[Hendrik Gann Dun]
GANN DUN (Hendrik) werd den 6en Augustus 1830 proponent bij het provinciaal kerkbestuur van Utrecht en was achtereenvolgens predikant te Balk (30 Jan. 1831-13 Oct. 1833), Veenendaal (20 Oct. 1833-29 Oct. 1843), Scheveningen (12 November 1843-28 Juni 1846), Vlissingen (5 Juli 1846-30 September 1849), Zwijndrecht (7 Oct. 1849-31 Aug. 1851), Harderwijk (7 Sept. 1851-24 Sept. 1854), Fijnaart (1 Oct. 1854-11 Jan. 1857, in welken tijd hij voor beroepen naar Katwijk aan Zee, Waarder en Axel bedankte), Scheveningen, 2e maal (18 Januari 1857-25 Sept. 1859), eindelijk, nadat hij nog beroepen naar Bennekom en Almkerk had afgeslagen, sinds 9 October 1859 te Renkum, dat hij diende tot zijn overlijden op 20 Juni 1868. Hij was een zeer geliefd prediker van beslist Gereformeerde belijdenis.

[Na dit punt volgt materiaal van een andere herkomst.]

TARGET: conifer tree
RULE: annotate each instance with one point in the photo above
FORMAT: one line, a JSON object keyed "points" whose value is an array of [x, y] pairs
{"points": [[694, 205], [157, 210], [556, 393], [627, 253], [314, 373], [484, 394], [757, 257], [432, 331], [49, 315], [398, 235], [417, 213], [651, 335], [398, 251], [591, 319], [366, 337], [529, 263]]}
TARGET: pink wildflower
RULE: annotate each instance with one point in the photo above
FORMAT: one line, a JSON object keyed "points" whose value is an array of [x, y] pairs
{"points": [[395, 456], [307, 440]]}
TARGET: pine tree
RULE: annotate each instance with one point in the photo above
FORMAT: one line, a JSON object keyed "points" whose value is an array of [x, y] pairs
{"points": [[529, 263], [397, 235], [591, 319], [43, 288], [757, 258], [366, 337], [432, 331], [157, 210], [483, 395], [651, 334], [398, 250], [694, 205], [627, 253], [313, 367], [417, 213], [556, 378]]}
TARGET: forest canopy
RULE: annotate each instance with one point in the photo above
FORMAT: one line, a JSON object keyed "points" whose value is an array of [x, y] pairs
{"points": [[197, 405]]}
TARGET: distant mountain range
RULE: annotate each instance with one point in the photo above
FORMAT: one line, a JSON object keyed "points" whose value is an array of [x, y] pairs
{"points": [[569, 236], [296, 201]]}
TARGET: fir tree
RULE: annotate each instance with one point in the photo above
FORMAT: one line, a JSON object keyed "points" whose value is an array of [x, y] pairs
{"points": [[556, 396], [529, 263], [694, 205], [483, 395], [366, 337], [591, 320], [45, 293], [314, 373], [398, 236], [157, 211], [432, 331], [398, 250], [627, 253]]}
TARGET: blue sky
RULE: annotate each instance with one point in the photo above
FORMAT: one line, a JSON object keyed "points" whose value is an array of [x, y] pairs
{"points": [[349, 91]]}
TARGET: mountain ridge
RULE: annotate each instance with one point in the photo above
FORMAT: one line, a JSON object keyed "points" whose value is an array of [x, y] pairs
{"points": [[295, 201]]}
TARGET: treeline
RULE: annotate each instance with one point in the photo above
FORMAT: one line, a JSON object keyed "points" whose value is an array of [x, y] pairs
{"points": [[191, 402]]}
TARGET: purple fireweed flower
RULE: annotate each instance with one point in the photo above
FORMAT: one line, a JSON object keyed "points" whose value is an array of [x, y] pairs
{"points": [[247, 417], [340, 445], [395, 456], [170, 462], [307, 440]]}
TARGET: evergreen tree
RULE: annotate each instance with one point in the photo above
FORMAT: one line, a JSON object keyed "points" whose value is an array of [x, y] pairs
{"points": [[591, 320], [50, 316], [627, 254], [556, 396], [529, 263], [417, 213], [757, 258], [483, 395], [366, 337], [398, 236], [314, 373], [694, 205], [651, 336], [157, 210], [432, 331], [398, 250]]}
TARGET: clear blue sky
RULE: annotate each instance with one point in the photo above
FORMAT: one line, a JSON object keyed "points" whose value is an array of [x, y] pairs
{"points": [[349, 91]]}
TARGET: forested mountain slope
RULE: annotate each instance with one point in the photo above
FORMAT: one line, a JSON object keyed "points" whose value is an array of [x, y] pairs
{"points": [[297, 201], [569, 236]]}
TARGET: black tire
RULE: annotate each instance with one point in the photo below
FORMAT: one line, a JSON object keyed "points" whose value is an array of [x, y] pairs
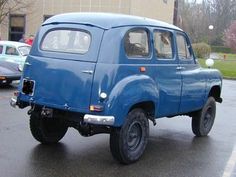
{"points": [[203, 119], [47, 130], [127, 144]]}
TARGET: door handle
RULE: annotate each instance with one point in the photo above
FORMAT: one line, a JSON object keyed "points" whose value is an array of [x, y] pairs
{"points": [[27, 63], [87, 71], [180, 68]]}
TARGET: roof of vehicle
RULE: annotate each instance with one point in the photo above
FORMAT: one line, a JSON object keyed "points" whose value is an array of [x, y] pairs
{"points": [[13, 43], [107, 20]]}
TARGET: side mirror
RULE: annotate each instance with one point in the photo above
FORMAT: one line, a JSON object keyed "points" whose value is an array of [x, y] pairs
{"points": [[209, 62]]}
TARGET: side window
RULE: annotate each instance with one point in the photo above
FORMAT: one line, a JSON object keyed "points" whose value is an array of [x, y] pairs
{"points": [[11, 51], [183, 48], [163, 44], [1, 49], [137, 43]]}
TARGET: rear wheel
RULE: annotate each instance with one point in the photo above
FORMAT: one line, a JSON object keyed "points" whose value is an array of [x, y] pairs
{"points": [[47, 130], [203, 119], [128, 143]]}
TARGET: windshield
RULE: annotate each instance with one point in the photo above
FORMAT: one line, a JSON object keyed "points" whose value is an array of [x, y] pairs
{"points": [[24, 50], [67, 40]]}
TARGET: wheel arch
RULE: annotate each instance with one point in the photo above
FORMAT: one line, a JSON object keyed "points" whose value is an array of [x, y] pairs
{"points": [[215, 93], [147, 106]]}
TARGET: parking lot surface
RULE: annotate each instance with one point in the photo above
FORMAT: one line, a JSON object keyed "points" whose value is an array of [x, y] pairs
{"points": [[172, 151]]}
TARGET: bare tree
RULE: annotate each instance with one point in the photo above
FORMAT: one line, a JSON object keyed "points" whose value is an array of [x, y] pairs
{"points": [[196, 19], [11, 6], [230, 36]]}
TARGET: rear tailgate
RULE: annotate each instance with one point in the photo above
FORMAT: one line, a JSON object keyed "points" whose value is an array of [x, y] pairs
{"points": [[62, 79]]}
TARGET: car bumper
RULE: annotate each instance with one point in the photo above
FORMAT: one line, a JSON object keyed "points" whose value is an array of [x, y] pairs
{"points": [[8, 79], [99, 120]]}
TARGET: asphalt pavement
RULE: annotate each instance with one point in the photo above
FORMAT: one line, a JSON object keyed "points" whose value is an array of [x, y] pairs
{"points": [[172, 151]]}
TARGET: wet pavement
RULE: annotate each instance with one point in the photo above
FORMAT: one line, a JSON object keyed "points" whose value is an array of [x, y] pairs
{"points": [[172, 151]]}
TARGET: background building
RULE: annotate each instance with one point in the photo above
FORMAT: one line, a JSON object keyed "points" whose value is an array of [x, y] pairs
{"points": [[28, 20]]}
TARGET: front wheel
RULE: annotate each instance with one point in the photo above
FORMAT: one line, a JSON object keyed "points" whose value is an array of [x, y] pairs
{"points": [[47, 130], [127, 144], [203, 119]]}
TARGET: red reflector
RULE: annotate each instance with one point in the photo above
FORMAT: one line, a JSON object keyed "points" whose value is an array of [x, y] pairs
{"points": [[16, 93], [96, 108], [142, 69]]}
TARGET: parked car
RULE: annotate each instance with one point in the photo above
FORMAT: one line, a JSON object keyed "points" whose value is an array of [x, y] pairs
{"points": [[15, 52], [107, 73], [9, 72]]}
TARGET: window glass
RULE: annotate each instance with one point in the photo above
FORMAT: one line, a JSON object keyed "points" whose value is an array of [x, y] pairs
{"points": [[183, 48], [163, 44], [70, 41], [16, 27], [11, 51], [1, 48], [24, 50], [137, 43]]}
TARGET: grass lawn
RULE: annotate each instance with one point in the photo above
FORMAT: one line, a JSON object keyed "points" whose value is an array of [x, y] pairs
{"points": [[227, 67], [229, 56]]}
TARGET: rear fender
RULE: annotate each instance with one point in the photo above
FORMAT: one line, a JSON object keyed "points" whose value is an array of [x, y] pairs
{"points": [[128, 92]]}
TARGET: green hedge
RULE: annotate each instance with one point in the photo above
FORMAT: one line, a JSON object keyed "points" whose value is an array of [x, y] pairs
{"points": [[221, 49], [201, 50]]}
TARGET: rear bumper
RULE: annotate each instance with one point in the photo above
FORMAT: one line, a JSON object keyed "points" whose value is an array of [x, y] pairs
{"points": [[99, 120], [9, 79]]}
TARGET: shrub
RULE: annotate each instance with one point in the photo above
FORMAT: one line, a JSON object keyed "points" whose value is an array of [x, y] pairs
{"points": [[221, 49], [201, 50]]}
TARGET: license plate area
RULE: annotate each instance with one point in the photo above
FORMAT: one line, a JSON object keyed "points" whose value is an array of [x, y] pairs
{"points": [[28, 87]]}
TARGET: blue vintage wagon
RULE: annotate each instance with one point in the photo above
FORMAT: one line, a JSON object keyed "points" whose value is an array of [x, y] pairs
{"points": [[110, 73]]}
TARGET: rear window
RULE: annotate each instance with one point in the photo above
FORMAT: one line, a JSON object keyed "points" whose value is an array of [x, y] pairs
{"points": [[137, 43], [67, 40]]}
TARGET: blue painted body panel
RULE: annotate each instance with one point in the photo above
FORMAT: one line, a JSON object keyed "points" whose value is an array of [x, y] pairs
{"points": [[60, 82]]}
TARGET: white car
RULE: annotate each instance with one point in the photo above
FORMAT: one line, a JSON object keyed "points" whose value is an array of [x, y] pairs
{"points": [[15, 52]]}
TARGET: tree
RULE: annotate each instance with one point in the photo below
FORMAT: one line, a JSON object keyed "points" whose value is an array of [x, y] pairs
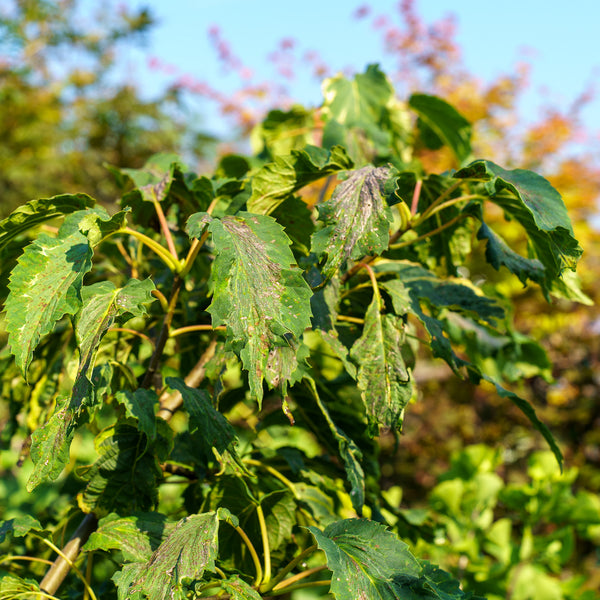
{"points": [[251, 348]]}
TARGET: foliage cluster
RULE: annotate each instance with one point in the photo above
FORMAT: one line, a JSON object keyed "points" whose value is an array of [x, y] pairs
{"points": [[234, 352]]}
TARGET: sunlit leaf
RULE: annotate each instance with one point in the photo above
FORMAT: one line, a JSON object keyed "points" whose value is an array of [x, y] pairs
{"points": [[440, 123], [36, 212], [258, 293], [189, 550], [368, 561], [44, 286], [136, 536], [383, 377], [289, 173], [357, 220]]}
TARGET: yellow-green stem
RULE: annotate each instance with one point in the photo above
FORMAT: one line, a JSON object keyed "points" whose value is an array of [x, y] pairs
{"points": [[265, 539], [71, 565], [163, 254]]}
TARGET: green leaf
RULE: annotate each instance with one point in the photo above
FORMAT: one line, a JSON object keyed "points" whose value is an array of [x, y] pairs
{"points": [[238, 589], [139, 405], [531, 200], [126, 474], [277, 180], [258, 293], [440, 123], [36, 212], [95, 223], [382, 377], [370, 562], [44, 286], [281, 132], [51, 443], [357, 220], [136, 536], [207, 426], [364, 116], [349, 452], [189, 550], [19, 527], [13, 586]]}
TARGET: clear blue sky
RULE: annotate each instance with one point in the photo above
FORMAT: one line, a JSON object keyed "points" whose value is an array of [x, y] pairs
{"points": [[564, 36]]}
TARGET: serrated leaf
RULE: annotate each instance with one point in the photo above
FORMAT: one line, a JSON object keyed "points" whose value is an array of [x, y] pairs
{"points": [[139, 405], [189, 550], [19, 526], [238, 589], [36, 212], [12, 586], [95, 223], [363, 115], [258, 293], [349, 452], [274, 182], [440, 123], [280, 132], [371, 563], [382, 376], [137, 536], [44, 286], [126, 474], [207, 426], [538, 207], [357, 220]]}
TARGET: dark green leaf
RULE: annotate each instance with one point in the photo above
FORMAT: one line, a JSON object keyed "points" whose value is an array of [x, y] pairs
{"points": [[287, 174], [259, 294], [140, 405], [370, 562], [189, 550], [357, 220], [125, 476], [36, 212], [44, 286], [19, 527], [95, 223], [364, 116], [349, 452], [136, 536], [208, 427], [529, 199], [383, 378], [440, 123]]}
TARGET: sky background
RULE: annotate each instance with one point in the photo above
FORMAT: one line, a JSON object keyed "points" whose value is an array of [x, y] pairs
{"points": [[559, 39]]}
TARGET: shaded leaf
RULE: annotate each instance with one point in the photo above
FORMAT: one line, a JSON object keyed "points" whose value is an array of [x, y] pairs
{"points": [[258, 293], [349, 452], [136, 536], [36, 212], [140, 405], [126, 474], [357, 220], [440, 123], [382, 376], [370, 562], [189, 550], [44, 286], [274, 182], [19, 526], [207, 426]]}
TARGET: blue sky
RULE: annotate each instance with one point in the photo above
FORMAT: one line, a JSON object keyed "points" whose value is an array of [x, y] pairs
{"points": [[562, 35]]}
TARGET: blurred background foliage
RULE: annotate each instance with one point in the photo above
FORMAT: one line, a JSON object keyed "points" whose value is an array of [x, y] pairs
{"points": [[64, 114]]}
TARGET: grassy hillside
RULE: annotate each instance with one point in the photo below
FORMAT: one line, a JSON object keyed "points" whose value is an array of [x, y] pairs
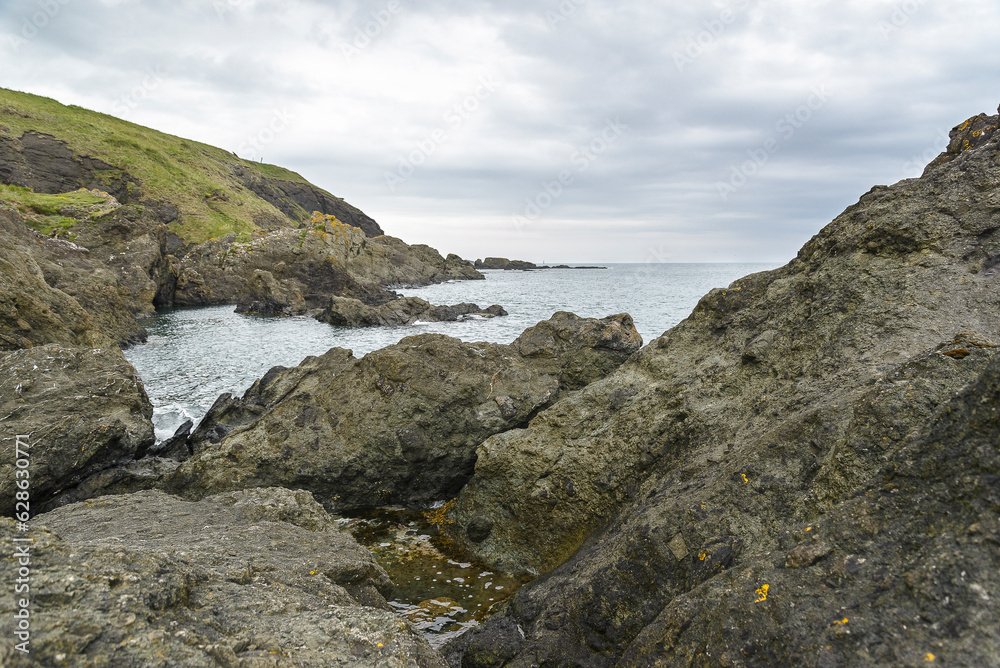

Van zijn hand verscheen in druk:
En gij zult mijne getuigen zijn. Leerrede over Hand. 1:8, gehouden te Scheveningen, 13 December 1857, ter bevestiging van W. Krayenbelt (Utr. 1858). |
Over de hooge waarde van de gemeenschap des H. Geestes. Leerrede naar aanl. van 2 Cor. 13:13 (Utr. 1858). |
Litteratuur: Boekzaal, passim. - Romein, Pred. Friesland, blz. 434.